According to the ruling party leader, the foreign and security policy pursued by the Tusk government was one of “neglect,” marked by cuts in military spending and plans that in the event of a Russian invasion, half of the country would be abandoned and only the parts to the west of the Vistula River would actually be defended. He called that “Tusk’s line of shame.”
He also accused Tusk of making Poland subordinate to foreign powers such as Germany and Russia.
Kaczyński reminded how the Tusk administration had been passive with regard to opposing the two Russian-German Nord Stream pipelines and had cooled Poland’s relations with the USA to satisfy Germany, while totally ignoring the development of relations in the region of Central and Eastern Europe. “That was tantamount to a betrayal of Poland’s security and interests,” argued Kaczyński.

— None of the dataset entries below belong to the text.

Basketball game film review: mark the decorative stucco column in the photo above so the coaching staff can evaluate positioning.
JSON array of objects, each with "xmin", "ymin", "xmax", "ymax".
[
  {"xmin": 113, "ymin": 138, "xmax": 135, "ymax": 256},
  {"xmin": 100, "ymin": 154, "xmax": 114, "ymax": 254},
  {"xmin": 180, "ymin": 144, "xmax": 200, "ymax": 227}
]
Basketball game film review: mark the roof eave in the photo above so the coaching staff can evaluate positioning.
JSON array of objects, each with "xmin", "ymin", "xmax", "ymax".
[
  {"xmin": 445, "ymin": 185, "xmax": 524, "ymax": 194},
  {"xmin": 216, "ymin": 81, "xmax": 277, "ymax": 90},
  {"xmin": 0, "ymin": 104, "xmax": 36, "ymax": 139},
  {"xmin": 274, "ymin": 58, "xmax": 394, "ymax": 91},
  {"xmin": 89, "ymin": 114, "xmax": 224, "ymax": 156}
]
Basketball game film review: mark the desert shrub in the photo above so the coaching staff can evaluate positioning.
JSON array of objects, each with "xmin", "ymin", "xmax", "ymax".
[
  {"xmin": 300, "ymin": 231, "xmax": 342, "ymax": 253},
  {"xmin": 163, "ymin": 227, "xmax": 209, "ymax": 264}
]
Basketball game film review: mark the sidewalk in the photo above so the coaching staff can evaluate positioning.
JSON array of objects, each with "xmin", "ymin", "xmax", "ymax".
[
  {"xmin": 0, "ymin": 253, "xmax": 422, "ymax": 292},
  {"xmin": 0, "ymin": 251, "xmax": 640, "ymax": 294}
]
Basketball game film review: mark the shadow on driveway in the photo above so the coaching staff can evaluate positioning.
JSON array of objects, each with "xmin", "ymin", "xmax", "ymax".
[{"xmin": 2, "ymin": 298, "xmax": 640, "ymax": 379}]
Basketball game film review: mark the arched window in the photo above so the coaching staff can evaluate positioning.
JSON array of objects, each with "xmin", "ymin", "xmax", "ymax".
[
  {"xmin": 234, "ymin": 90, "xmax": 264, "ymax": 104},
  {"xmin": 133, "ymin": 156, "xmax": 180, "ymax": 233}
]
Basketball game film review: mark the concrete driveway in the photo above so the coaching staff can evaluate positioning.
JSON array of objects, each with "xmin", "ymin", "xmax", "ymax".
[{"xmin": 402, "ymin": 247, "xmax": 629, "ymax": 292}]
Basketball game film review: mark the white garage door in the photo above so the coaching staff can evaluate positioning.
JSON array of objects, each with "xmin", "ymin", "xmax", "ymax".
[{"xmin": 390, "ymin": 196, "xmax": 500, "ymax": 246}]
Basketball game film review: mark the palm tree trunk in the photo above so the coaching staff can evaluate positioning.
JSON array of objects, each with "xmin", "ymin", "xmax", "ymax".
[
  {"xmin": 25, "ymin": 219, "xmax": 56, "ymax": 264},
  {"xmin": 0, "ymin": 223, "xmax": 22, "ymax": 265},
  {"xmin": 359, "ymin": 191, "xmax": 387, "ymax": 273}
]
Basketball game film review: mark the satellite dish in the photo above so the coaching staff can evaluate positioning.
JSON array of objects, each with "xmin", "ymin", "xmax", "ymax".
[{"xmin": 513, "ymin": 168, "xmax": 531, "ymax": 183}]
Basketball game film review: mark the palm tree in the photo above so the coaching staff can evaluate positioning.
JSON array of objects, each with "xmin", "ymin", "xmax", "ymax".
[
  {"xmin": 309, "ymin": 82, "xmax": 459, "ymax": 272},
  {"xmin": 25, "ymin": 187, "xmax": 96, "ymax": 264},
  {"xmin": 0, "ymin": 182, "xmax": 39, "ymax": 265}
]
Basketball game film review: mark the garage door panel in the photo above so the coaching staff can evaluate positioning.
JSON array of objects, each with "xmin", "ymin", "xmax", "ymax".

The PiS leader also said that Tusk’s government had engaged in asset stripping of the public sector and had failed to collect taxes and other revenues needed for Poland to have an active social policy.

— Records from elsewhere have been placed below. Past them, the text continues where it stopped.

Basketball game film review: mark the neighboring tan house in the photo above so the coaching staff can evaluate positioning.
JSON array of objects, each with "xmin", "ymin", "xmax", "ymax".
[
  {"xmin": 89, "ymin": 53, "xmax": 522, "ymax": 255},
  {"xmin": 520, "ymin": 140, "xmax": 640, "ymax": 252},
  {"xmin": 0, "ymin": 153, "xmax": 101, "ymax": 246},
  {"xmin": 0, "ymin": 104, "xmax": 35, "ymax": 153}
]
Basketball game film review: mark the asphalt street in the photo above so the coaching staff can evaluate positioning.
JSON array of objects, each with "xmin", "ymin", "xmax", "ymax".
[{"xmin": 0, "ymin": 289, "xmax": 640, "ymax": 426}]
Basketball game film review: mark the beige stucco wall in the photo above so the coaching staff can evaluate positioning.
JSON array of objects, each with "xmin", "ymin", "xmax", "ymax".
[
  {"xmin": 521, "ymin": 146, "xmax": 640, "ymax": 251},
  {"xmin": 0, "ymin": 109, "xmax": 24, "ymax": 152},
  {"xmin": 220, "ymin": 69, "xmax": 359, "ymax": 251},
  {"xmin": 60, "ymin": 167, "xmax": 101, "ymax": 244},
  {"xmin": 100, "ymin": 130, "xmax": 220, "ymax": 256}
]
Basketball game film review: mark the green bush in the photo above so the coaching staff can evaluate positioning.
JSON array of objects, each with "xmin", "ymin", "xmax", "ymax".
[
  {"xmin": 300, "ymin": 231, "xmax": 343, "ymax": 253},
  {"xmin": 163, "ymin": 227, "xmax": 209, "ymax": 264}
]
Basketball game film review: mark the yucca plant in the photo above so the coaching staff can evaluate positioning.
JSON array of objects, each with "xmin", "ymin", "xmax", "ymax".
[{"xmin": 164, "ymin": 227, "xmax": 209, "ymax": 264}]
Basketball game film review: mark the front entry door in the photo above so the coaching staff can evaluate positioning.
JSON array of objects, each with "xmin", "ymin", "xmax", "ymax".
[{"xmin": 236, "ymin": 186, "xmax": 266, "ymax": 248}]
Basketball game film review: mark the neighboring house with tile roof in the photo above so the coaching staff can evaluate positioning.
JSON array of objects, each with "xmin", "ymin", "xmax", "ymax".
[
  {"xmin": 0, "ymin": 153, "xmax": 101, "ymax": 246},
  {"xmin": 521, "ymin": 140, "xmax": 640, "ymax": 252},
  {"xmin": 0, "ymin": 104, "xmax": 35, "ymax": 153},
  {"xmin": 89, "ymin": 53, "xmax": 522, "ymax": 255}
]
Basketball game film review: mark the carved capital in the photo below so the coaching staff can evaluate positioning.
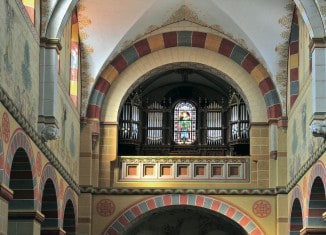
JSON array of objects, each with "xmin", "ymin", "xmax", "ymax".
[
  {"xmin": 40, "ymin": 124, "xmax": 59, "ymax": 141},
  {"xmin": 310, "ymin": 120, "xmax": 326, "ymax": 138}
]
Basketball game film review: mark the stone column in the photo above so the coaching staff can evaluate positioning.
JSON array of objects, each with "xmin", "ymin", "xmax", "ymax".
[
  {"xmin": 311, "ymin": 38, "xmax": 326, "ymax": 138},
  {"xmin": 0, "ymin": 184, "xmax": 13, "ymax": 235},
  {"xmin": 99, "ymin": 123, "xmax": 118, "ymax": 187},
  {"xmin": 38, "ymin": 38, "xmax": 61, "ymax": 141}
]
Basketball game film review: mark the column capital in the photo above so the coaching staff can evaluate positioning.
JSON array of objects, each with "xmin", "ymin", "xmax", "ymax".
[
  {"xmin": 309, "ymin": 37, "xmax": 326, "ymax": 51},
  {"xmin": 40, "ymin": 37, "xmax": 62, "ymax": 53},
  {"xmin": 0, "ymin": 184, "xmax": 14, "ymax": 201},
  {"xmin": 8, "ymin": 210, "xmax": 45, "ymax": 223}
]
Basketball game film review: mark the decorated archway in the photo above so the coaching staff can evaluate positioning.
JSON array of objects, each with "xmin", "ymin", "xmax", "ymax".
[
  {"xmin": 87, "ymin": 31, "xmax": 282, "ymax": 126},
  {"xmin": 103, "ymin": 194, "xmax": 264, "ymax": 235}
]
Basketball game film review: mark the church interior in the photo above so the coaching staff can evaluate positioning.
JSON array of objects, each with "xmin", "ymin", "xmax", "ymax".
[{"xmin": 0, "ymin": 0, "xmax": 326, "ymax": 235}]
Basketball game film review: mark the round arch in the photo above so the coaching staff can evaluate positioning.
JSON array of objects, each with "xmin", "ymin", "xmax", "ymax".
[
  {"xmin": 289, "ymin": 186, "xmax": 304, "ymax": 235},
  {"xmin": 60, "ymin": 187, "xmax": 78, "ymax": 231},
  {"xmin": 87, "ymin": 31, "xmax": 282, "ymax": 126},
  {"xmin": 103, "ymin": 194, "xmax": 264, "ymax": 235},
  {"xmin": 307, "ymin": 161, "xmax": 326, "ymax": 199},
  {"xmin": 38, "ymin": 163, "xmax": 59, "ymax": 210},
  {"xmin": 4, "ymin": 129, "xmax": 37, "ymax": 191},
  {"xmin": 101, "ymin": 47, "xmax": 268, "ymax": 122},
  {"xmin": 45, "ymin": 0, "xmax": 78, "ymax": 38}
]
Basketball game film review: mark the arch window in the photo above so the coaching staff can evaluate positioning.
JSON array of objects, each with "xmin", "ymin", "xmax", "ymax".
[
  {"xmin": 118, "ymin": 71, "xmax": 250, "ymax": 156},
  {"xmin": 173, "ymin": 101, "xmax": 196, "ymax": 144}
]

He also criticized the former government for tolerating low wages and high unemployment. He concluded that Tusk was a man “possessed by neo-liberal ideology” committed to an inactive and passive state.
Kaczyński contrasted the stance taken by Tusk’s administration with that of the present PiS government. He was proud that PiS had managed to tighten up the tax system for resources to be made available for social policy, education, and the arts, and warned that the return of Donald Tusk would put all of that at risk.